Pour ce chercheur, les conflits de génération trouve une raison dans ce phénomène de putsch, mais pas uniquement.
«C’est une raison fondamentale, l’imprécation des conflits de classe, des conflits de genre et des conflits de génération,le basculement démographique du continent, il fait peur bien entendu pas seulement à la France mais au reste de l’Europe . Et c’est elle qui est le fondement des politiques antimigratoires lesquelles visent à transformer le continent en une double prison. Je pense qu’il s’agit là de choix désastreux qui, sur le court terme, se payeront cash par une aggravation par ce qu’on appelle, terme paresseux à mon avis « le sentiment anti-français en Afrique »», affirme-t-il.
Si la France accusée d’être la source des problèmes auxquels sont confrontés l’Afrique francophone et que cet argument est brandit par une grande partie des africains, le chercheur camerounais trouve que ces accusations ne sont pas fondées, tout précisant que dans l’état actuel des choses, que la France n’a pas de décision à prendre même dans ses anciennes colonies à en croire le chercheur.
«Elle n’est pas fondée. Aujourd’hui la France ne décide pas du tout même pas dans ses anciennes colonies. Il faut sortir justement de cette logique « bouc émissaire » qui consiste à rejeter sur « l’étranger » la plupart de nos propres contradictions. Évidemment, il y a des choix qui ont été faits par la France au sortir de la colonisation sont avérés désastreux à cause de la place je dirais démesurée qu’occupe le complexe sécuritaro-militaire français, l’Afrique est perçue comme un continent qui présente des dangers à la fois pour lui-même et pour ses voisins européens. Ce tropisme martiale a conduit effectivement des choix politiques désastreux et qui n’ont de toute les façons profités qu’aux forces du chaos et de la prédation. Bien plus que le « chiffon rouge » russe ou chinois, ces choix sont responsables de la défaite morale, intellectuelle et politique de la France en Afrique aujourd’hui», souligne Achille Mbembe.
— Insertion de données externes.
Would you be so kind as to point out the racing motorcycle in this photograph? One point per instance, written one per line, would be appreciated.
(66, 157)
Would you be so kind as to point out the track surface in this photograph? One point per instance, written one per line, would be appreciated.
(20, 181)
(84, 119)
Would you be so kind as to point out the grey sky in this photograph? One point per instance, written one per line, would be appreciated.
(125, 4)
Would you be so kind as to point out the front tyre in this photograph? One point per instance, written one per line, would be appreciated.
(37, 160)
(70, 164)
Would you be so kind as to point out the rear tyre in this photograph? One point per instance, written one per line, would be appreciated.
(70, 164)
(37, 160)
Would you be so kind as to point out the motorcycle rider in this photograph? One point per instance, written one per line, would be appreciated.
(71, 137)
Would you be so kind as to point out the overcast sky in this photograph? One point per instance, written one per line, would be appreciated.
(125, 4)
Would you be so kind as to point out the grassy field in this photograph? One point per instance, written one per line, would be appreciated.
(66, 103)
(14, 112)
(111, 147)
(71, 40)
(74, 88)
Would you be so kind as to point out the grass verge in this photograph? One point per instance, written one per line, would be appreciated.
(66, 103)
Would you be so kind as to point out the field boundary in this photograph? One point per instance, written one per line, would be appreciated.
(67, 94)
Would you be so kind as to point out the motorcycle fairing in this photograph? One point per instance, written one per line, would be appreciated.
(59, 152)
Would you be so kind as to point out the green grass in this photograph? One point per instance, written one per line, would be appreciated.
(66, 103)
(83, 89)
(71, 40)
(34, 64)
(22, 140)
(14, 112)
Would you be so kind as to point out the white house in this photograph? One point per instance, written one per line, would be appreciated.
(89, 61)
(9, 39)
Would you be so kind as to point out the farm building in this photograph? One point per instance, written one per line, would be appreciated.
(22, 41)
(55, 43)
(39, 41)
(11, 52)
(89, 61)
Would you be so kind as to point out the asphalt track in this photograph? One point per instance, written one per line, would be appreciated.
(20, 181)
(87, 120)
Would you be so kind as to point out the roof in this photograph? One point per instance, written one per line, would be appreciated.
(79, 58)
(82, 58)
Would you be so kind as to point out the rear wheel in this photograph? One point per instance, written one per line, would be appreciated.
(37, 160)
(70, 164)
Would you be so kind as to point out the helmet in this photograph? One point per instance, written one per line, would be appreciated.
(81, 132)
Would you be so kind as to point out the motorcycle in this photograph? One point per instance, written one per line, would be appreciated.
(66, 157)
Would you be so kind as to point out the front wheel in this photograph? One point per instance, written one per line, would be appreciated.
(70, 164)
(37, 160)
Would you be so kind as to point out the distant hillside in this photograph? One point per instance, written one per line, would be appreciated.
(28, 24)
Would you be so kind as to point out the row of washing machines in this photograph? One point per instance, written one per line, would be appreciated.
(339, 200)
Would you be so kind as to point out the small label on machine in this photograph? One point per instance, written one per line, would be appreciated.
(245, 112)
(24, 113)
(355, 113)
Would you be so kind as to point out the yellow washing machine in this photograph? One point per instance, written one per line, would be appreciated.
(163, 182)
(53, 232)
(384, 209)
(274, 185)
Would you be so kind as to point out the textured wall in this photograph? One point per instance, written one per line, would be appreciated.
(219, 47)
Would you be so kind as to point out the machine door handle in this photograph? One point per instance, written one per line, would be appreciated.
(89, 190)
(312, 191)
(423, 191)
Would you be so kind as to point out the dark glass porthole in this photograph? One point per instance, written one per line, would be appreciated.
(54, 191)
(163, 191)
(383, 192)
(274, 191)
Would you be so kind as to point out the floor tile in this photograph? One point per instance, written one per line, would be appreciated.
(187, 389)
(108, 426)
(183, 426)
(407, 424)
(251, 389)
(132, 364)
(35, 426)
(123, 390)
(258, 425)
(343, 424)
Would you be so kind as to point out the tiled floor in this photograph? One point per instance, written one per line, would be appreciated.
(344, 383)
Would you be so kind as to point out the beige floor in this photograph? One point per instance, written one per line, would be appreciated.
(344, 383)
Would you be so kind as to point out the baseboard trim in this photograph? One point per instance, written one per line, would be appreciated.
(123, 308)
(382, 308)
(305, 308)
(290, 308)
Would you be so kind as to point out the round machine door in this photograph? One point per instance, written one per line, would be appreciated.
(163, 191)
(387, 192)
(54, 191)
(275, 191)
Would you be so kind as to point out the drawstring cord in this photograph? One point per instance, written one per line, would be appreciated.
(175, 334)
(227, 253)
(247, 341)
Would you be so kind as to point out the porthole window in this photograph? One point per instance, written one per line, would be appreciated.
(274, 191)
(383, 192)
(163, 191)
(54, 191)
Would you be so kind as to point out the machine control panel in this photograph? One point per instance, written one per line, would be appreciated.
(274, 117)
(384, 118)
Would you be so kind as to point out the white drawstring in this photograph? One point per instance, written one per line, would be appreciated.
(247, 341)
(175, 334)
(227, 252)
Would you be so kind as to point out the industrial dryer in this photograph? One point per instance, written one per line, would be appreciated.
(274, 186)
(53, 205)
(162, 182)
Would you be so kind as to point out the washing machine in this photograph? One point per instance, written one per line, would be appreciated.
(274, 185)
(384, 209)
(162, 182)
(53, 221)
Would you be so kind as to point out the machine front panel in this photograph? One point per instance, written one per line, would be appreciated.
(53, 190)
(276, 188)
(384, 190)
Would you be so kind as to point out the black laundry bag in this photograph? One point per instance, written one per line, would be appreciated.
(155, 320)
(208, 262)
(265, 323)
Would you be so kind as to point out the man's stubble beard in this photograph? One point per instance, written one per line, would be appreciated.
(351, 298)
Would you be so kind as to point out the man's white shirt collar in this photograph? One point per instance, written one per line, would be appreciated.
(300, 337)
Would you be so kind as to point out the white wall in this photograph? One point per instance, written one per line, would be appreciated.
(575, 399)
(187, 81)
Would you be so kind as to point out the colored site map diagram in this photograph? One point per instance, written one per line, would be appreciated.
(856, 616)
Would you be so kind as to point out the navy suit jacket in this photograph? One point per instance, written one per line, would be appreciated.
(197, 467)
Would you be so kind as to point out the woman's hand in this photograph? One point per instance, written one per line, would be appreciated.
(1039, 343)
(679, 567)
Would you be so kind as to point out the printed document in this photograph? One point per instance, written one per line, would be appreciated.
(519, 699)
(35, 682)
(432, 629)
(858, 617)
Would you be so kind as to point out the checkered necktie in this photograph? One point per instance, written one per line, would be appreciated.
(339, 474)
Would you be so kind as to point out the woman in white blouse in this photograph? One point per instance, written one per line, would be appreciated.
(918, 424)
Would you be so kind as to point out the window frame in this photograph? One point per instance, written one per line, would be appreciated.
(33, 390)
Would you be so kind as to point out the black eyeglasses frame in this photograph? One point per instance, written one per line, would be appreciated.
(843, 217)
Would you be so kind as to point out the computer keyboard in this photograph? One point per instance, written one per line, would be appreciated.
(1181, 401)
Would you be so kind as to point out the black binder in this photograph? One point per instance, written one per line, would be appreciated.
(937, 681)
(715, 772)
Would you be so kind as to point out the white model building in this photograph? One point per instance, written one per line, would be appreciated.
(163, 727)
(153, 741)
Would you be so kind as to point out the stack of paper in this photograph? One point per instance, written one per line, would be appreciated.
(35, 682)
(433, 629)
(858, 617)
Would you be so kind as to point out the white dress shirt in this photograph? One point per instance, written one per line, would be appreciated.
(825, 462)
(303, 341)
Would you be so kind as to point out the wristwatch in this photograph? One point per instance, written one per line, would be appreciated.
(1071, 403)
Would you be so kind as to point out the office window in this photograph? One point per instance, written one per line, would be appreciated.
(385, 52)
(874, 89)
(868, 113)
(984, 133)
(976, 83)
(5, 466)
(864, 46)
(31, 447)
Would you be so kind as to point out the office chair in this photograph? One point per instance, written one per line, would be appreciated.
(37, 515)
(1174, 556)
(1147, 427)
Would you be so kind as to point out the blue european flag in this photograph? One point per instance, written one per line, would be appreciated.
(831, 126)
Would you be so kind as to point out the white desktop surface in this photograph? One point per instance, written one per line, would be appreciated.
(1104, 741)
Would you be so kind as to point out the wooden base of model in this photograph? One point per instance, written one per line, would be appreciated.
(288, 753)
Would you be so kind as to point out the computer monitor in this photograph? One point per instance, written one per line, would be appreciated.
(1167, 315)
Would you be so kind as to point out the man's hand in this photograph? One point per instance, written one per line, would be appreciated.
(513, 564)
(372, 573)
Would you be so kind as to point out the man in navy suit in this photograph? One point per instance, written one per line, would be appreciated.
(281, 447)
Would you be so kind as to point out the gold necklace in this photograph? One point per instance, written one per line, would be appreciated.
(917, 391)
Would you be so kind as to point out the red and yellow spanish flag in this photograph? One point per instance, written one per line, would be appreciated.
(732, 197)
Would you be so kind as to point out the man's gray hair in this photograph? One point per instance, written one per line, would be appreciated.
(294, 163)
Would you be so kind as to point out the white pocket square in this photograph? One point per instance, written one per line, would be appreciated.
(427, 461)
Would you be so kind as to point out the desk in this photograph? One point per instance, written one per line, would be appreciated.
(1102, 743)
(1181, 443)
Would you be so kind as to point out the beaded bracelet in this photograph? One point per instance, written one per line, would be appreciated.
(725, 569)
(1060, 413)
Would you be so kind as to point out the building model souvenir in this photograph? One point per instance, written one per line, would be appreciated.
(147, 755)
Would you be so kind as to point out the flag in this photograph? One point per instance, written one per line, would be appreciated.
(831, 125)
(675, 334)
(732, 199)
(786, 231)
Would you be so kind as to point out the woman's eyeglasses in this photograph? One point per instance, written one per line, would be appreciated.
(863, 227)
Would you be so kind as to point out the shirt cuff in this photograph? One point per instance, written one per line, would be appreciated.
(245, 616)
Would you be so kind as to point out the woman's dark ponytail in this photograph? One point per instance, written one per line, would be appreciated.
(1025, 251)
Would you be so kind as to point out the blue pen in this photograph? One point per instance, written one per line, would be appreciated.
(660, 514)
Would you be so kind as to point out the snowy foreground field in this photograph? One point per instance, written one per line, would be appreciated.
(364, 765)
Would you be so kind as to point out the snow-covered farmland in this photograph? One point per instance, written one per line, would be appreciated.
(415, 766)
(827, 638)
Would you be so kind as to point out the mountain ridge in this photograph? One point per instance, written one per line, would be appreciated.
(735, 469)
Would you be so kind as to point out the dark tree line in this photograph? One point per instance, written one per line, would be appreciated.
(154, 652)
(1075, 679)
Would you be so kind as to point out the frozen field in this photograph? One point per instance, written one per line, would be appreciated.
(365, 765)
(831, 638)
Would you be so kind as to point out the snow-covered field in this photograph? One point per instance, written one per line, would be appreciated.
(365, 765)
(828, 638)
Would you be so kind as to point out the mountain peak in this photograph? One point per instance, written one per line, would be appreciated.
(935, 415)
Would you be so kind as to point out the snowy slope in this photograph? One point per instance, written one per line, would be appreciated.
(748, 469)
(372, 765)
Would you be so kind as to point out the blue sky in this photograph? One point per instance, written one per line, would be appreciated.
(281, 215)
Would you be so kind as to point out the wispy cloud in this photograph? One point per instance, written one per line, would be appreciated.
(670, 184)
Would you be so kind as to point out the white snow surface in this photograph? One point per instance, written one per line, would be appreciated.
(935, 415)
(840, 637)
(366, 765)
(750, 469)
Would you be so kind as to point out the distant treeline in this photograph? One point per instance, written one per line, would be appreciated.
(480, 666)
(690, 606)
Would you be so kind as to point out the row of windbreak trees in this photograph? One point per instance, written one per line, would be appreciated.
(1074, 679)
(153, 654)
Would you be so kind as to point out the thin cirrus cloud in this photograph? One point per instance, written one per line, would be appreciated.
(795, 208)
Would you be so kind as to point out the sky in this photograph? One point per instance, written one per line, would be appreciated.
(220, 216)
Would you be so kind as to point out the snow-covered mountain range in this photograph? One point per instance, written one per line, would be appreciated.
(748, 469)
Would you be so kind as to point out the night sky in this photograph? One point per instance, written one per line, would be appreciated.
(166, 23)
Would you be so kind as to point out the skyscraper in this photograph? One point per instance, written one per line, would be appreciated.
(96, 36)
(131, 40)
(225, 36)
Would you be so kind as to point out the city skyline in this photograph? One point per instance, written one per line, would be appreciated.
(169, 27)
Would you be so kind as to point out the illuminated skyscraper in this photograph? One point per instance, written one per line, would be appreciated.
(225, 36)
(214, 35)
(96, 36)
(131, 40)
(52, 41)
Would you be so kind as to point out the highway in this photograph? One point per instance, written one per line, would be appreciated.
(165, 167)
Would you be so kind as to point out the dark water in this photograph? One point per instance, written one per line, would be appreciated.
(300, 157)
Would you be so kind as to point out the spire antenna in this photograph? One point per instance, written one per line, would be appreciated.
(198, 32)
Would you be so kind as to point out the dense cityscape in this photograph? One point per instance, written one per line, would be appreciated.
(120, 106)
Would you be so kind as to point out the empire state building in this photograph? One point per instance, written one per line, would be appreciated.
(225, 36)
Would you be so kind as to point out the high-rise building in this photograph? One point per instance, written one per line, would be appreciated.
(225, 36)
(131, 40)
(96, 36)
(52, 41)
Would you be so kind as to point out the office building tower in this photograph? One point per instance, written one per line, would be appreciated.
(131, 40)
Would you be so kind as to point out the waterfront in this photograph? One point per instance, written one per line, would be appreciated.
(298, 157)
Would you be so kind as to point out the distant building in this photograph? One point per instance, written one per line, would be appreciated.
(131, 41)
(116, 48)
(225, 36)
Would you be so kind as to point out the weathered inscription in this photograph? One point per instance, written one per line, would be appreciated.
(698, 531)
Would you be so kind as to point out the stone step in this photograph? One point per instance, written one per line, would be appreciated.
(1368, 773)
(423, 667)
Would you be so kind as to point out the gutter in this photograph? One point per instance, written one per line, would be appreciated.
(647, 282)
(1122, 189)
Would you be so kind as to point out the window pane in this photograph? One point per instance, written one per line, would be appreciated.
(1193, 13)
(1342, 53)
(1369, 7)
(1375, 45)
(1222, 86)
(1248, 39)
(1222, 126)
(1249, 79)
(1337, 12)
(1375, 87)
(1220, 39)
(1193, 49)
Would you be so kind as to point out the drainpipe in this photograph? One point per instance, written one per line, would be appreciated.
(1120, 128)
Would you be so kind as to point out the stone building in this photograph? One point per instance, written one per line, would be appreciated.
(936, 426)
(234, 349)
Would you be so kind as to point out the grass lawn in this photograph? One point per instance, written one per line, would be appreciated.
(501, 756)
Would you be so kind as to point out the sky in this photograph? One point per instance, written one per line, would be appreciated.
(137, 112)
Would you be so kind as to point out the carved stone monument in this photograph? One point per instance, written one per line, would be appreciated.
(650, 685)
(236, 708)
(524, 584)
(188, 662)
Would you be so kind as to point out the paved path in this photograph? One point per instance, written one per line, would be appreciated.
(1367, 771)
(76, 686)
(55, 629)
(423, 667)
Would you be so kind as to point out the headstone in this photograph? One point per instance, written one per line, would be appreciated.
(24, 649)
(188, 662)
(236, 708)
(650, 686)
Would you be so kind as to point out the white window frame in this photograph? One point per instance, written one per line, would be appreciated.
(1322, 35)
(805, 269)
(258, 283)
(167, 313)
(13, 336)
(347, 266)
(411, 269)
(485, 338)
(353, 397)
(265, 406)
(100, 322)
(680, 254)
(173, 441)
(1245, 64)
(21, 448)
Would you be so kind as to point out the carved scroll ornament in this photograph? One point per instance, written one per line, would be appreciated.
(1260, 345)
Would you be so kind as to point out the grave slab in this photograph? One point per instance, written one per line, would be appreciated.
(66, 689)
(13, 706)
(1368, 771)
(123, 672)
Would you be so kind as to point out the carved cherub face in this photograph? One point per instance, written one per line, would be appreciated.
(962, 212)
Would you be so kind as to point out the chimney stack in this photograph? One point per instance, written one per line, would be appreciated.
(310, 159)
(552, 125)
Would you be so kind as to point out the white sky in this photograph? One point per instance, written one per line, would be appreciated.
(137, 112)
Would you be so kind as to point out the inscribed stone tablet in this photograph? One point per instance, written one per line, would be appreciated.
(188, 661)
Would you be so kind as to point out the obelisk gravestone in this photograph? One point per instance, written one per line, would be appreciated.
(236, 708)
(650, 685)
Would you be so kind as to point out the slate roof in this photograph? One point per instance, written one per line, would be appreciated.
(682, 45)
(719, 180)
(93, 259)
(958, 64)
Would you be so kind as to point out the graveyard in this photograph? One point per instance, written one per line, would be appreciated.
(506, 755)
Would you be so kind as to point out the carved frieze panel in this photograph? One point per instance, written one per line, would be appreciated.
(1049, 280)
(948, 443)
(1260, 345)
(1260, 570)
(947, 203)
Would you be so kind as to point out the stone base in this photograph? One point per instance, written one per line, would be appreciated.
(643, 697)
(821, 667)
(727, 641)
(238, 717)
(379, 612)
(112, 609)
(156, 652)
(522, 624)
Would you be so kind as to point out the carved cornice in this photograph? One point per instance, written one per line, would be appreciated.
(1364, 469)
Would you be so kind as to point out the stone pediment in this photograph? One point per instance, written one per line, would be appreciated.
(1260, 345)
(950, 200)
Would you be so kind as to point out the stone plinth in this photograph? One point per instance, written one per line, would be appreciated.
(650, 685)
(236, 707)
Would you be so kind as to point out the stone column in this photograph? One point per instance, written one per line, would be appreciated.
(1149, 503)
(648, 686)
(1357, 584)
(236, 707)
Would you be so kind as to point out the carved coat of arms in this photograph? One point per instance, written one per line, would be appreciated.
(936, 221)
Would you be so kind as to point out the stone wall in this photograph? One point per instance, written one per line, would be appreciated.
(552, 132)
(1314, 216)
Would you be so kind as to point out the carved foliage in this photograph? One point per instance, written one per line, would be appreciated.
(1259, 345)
Par ailleurs, depuis le coup d’État au Niger, la CEDEAO a mis à la table, une décision d’intervenir militairement à Niamey pour rétablir l’ordre. Sur ce sujet, ce professeur d’histoire et de sciences politiques propose des solutions et prévient :
«La diplomatie semble avoir perdu sa place et son statut. Sur le long terme, la priorité en Afrique doit porter sur la démilitarisation. Il faut investir massivement dans la prévention des conflits, dans le renforcement des institutions de médiation, dans le dialogue civique et constitutionnel. Une démocratie durable ne prendra pas racine à coup de bazooka».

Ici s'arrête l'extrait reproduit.